In the case of cardiac problems it is better to be treated by a medically qualified complementary practitioner or with your cardiologist or GP in close attention. Do not stop taking cardiac drugs without medical support.

Angina is most often created by blockage to the heart arteries .

Exercise to just before the point of discomfort is encouraged but yoga and Qi Gong are the preferred methods of activity. Walking and swimming are mandatory.

To reiterate, I do not recommend self-medication other than antioxidants for cardiac conditions.

The orthodox world will offer surgery of some sort if the condition is not controlled by drugs. Be very wary and please read the section below on coronary artery bypass procedures.

Coronary artery bypass procedures If the coronary arteries are blocked by atheroma and drugs are failing to open the arteries enough to allow a sufficient blood flow, then the orthodox world is left with no option other than some form of surgical procedure. There are two types.


This literally means plastic surgery of injured or diseased blood vessels but is now in common use for the technique that inflates a balloon within the occluded artery. The specialist inserts a long tube into the femoral artery in the groin and feeds it up through the aorta and into the coronary blood vessels with the use of specialized X-ray equipment. Once in place, the balloon at the tip of this tube is inflated and stretches the occluded artery wall, breaking down the atheroma and, hopefully, removing the occlusion.

There are dangers in this procedure because the balloon may rupture the vessels, so the technique is done only in specialized units. A cardiac surgeon and emergency operating theatre must be immediately on hand. The procedure remains controversial because long-term studies and data suggest that the technique is less safe and no more efficient than coronary artery bypass grafting.

Coronary artery bypass grafting Until recently CABG has been considered the most beneficial of complex surgery. A recent report in Heart, one of the top medical journals, has shown that CABG is not all that successful in the long term. The heart is exposed by a cardiac surgeon, who finds the occluded vessel and literally bypasses the blockage using a short piece of the patient’s own vein . The procedure is risky but undoubtedly has a profoundly successful effect in the short term. Sadly, it would appear that the procedure does not lead to a longer length of life in the majority of cases.
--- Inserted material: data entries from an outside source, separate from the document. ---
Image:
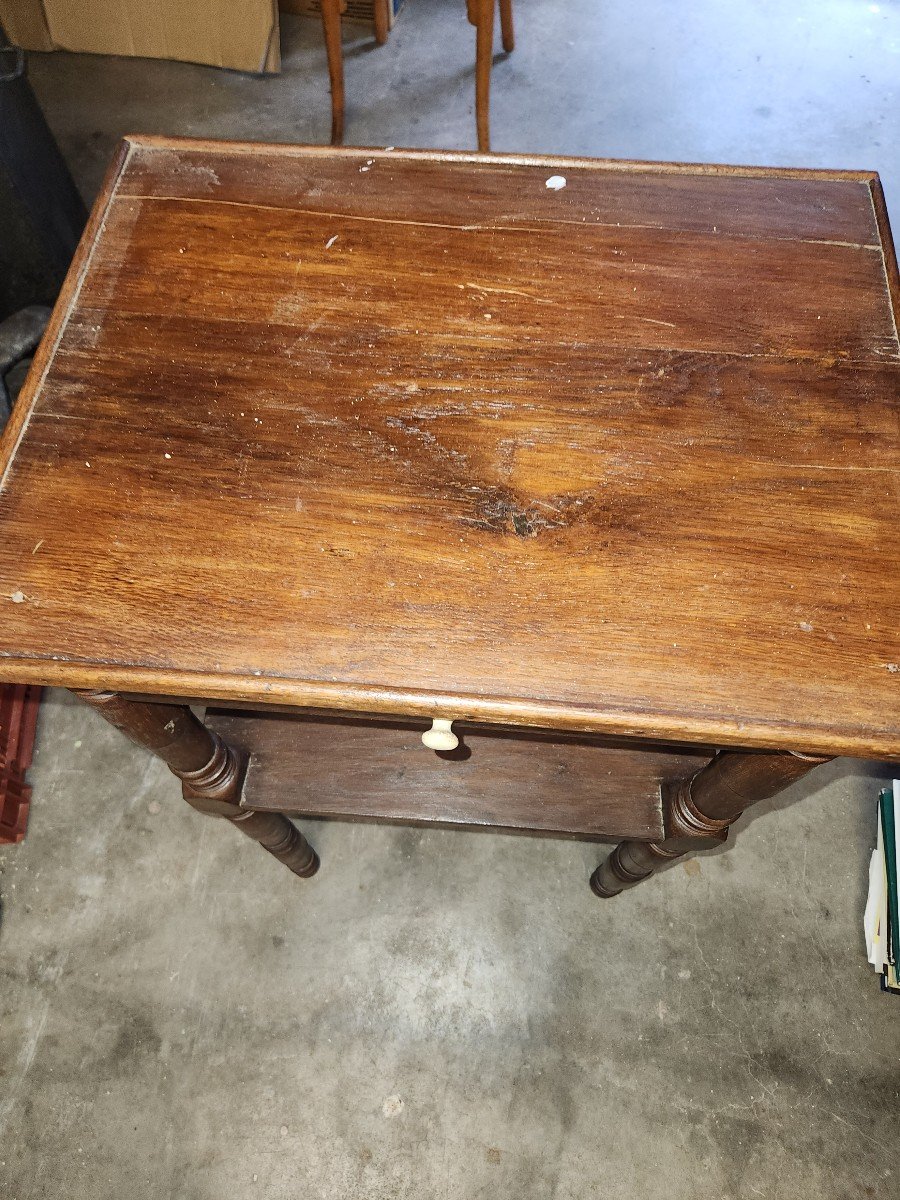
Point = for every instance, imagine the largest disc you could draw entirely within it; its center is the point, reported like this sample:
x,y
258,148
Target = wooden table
x,y
340,442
Consider all alternative possibilities, both orthodox and complementary, before considering any form of surgery.

The orthodox world is quick to condemn chelation therapy but small studies are suggestive of it being a suitable alternative to the not-so-successful surgical techniques.

See Operations and surgery.

Chelation therapy

Chelation is a word derived from Chela, which is Greek for a crab or a lobster’s claw. It illustrates the way certain compounds may interact with others, forming a bond. It is used in medicine to describe compounds that bind toxic compounds, especially heavy metals and the cholesterol deposits found in arteries and known as atheroma.

Medical chelation uses a compound called ethylene-diamine-tetraacetic acid . Chelation has been used to treat atherosclerosis, high blood pressure, angina, occlusive vascular disease, porphyria, rheumatoid arthritis and cancer. There is good scientific reasoning and research to show how EDTA may work, but controversy still exists. I suspect that this controversy is due to the potential for the use of EDTA in many conditions that dominate and are vastly beneficial to the pharmaceutical industry. If EDTA was proven to be an effective treatment for the conditions that I have mentioned above, billions of dollars of profit would be wiped out. The compound EDTA cannot be patented, so the necessary research has come to a grinding halt.


The use of chelation therapy in any of the above-mentioned conditions should be considered.

Chelation/EDTA therapy must be used before coronary artery surgery is considered, in my opinion.

Ensure that the provider of chelation therapy is a fully qualified doctor or has had many years of experience in this treatment. Specific tests must be made on liver and kidney function throughout the treatment course because there is evidence of EDTA being toxic.